In 2005, the CPI(M) central leadership did some soul-searching to fathom the growth of the RSS and discovered that it was not communal ideology but constructive and dedicated work with social concern that made the Sangh grow despite severe opposition. The party’s Political Organisational Report took cognisance of the Vanvasi Kalyan Ashram works in tribal areas, its network of social services centres, schools and health centres in the Adivasi areas of Bihar, Madhya Pradesh, Rajasthan, Gujarat, Odisha and the Northeast. The Vidya Bharati’s spread (till 1997, and growing) with 13,000 educational institutions affiliated to it, 17.5 lakh students and 74,000 teachers plus Seva Bharati’s work among slum dwellers and Scheduled Castes was noticed with a call to seriously consider intervening in the educational field. The CPI(M) report also acknowledged the yeoman RSS work in the tribal areas.
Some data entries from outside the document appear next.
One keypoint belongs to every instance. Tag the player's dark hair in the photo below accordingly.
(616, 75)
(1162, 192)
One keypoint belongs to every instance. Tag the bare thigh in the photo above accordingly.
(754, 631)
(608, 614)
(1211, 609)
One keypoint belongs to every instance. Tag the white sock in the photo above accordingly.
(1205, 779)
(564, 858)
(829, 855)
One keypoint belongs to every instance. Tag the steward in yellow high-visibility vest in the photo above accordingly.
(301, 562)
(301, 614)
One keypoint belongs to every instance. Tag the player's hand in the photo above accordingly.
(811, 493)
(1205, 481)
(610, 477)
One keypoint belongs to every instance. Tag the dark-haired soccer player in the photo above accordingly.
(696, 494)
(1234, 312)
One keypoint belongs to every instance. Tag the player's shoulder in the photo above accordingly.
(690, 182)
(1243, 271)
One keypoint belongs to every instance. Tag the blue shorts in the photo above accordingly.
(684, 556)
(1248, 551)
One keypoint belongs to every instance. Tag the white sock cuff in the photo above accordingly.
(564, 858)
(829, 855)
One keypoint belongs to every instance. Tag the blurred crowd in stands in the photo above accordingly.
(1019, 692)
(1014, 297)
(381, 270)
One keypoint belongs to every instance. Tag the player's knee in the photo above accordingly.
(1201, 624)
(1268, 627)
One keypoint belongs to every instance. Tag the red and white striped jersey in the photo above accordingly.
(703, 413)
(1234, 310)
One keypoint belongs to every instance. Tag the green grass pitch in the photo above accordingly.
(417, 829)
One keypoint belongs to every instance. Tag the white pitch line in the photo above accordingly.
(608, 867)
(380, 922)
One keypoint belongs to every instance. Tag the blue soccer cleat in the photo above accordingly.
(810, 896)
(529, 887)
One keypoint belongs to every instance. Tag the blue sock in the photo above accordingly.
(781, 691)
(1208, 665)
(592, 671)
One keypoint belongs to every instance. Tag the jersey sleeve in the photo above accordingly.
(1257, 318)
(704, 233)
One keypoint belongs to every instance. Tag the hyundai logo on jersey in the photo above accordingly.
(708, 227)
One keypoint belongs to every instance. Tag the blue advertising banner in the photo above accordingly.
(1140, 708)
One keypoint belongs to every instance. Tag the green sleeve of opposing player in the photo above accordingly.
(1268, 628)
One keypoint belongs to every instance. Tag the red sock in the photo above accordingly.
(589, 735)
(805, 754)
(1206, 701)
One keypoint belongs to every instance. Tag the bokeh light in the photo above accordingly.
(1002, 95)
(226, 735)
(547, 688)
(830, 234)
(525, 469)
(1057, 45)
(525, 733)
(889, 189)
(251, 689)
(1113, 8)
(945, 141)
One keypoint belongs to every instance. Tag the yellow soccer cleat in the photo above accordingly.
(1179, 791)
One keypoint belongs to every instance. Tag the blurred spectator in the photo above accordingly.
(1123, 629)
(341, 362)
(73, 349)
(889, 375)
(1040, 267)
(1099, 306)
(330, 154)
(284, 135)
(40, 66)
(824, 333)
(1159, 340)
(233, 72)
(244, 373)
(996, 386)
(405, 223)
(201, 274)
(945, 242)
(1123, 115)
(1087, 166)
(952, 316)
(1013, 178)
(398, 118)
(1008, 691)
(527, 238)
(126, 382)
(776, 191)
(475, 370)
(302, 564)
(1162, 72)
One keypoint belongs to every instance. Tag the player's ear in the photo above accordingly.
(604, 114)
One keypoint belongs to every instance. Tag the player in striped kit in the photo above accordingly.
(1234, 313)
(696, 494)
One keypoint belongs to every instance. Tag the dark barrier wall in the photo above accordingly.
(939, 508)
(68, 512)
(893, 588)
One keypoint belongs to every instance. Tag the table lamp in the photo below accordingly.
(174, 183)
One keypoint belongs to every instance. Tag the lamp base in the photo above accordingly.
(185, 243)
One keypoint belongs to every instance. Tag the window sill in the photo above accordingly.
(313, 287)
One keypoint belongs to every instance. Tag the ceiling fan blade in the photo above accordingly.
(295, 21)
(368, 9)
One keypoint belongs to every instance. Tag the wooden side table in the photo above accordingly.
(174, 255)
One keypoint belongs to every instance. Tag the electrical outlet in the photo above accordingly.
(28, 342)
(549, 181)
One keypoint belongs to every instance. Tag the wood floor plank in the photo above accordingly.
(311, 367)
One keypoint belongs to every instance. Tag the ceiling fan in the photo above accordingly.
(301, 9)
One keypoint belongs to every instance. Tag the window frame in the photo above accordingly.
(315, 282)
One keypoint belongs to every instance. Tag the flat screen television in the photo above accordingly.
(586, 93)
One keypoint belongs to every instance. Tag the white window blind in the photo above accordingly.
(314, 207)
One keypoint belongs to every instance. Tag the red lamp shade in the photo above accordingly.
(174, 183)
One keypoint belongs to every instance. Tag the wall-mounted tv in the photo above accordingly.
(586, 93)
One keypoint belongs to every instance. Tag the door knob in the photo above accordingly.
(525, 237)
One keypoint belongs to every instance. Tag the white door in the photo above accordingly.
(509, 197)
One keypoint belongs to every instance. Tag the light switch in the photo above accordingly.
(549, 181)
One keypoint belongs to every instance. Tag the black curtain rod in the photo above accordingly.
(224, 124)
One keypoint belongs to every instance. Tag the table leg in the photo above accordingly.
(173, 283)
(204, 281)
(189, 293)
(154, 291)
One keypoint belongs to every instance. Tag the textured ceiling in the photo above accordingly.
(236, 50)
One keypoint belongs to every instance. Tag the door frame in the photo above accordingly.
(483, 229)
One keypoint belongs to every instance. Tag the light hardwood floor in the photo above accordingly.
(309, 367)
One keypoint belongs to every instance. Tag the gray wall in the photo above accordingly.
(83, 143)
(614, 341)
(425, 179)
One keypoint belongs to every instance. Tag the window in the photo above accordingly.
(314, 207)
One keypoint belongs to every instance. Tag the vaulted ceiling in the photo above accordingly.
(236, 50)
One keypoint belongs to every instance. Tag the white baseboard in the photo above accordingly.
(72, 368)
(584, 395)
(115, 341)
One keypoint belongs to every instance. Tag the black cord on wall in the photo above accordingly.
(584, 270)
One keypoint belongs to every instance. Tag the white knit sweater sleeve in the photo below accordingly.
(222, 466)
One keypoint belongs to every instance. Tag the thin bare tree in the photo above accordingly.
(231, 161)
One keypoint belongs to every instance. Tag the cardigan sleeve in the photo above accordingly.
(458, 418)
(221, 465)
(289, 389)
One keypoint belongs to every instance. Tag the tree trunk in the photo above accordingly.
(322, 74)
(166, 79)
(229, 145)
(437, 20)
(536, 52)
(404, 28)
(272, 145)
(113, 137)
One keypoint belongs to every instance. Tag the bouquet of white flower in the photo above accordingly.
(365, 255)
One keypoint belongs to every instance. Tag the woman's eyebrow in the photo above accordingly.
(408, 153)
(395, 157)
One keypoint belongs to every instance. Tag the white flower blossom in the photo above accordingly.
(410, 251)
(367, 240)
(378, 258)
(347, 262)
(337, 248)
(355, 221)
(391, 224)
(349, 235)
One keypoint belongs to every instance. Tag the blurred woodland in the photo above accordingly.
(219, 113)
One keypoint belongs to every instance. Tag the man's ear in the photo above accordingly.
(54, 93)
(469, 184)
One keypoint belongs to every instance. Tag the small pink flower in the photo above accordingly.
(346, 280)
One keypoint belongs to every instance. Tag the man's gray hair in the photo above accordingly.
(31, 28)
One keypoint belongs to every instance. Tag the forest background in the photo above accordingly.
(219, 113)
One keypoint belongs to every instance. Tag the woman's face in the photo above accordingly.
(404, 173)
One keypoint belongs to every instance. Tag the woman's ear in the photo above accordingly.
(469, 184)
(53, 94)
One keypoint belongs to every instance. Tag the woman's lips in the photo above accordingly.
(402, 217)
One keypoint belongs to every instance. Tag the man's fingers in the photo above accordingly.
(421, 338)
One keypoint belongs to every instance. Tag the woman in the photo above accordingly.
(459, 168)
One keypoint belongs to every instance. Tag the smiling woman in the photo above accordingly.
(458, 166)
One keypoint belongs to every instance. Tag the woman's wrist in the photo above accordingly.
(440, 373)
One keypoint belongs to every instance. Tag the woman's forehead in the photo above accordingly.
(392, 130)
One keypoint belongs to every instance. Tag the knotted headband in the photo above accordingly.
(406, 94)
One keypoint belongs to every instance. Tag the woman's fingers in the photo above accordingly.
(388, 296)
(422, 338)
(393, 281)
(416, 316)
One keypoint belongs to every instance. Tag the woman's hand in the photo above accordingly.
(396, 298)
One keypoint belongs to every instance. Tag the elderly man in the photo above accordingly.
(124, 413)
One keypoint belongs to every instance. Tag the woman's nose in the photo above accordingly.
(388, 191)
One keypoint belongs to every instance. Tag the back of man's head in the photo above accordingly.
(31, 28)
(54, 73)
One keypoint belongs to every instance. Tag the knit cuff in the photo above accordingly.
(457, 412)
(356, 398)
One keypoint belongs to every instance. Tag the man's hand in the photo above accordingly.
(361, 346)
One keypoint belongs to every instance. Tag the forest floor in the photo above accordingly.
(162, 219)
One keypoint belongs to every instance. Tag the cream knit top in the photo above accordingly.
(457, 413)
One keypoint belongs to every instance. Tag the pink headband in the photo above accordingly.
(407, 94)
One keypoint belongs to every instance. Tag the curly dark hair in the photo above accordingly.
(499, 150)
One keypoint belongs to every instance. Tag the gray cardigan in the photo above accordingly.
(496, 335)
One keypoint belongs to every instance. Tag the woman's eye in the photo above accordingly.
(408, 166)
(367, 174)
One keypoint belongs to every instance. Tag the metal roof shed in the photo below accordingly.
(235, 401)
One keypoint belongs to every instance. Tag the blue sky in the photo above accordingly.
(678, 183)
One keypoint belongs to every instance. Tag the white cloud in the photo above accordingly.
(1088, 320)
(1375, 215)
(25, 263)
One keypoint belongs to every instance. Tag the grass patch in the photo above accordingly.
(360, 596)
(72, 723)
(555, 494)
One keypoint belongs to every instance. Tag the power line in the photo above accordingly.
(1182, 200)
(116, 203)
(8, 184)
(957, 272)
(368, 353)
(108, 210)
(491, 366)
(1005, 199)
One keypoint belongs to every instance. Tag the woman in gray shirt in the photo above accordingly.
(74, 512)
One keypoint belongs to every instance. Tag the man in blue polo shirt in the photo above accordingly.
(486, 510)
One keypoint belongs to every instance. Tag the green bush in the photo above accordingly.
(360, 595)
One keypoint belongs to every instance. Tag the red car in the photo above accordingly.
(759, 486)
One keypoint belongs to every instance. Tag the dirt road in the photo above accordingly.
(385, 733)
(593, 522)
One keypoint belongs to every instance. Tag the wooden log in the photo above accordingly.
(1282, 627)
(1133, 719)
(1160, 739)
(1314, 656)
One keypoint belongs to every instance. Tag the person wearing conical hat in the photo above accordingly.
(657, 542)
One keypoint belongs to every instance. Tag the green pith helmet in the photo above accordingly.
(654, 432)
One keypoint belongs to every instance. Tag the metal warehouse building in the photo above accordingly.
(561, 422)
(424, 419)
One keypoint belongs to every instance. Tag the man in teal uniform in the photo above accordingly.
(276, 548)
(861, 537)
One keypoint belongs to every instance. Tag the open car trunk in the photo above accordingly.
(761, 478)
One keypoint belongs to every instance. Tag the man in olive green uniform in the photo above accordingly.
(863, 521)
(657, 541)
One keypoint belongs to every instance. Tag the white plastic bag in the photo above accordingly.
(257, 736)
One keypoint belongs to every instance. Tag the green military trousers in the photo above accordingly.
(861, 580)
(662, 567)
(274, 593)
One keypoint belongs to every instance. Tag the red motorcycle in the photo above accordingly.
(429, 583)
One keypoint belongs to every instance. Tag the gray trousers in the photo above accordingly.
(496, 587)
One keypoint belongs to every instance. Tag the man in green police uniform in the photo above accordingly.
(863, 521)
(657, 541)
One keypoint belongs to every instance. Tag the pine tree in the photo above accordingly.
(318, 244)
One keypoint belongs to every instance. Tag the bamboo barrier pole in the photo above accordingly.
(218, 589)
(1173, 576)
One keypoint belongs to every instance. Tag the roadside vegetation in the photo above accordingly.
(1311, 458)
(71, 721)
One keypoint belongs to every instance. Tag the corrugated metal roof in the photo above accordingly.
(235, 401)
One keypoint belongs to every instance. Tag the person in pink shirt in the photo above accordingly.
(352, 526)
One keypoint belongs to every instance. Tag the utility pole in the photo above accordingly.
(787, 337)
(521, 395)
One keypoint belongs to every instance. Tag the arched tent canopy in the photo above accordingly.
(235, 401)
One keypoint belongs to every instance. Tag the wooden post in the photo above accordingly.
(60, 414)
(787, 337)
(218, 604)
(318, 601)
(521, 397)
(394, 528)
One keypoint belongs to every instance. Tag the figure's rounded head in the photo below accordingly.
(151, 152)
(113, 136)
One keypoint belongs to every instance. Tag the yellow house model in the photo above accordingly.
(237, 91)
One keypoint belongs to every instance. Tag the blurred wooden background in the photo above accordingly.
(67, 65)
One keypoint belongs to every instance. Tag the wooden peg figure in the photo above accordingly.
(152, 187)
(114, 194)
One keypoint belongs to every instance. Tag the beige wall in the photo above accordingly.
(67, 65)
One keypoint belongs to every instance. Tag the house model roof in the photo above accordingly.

Clearly, anti-RSSism does not resonate with Communist cadres. Ideological opposition to the “communal” RSS apart, the oft-propagated perception of the Sangh as a threat to democracy and secularism has been largely dissipated by their own experiences. Despite their strong pleas to Muslims, the Communists have failed to enlist the latter into their fold. Muslim presence in the highest Left decision-making bodies like the Central Committee and politburo is close to nil. Moreover, the history of parliamentary elections also exhibits their cynical opportunism. In 1967, when the CPI aligned with Bharatiya Jana Sangh and Swatantra Party, the CPI(M) derided it as “reactionary”; the CPI(M)’s own tie-up with the BJP in 1989 drew barbs from the CPI.

Ideological differences in no way justify diluting core democratic values. The anti-people and scam-ridden UPA regime merits opposition unity. The Left has a sordid past of sabotaging broad-based opposition unity with its stand on RSS, to which it has now added its truculent anti-Modism. Whether it will fetch any returns for its dwindling stock is, however, a moot point.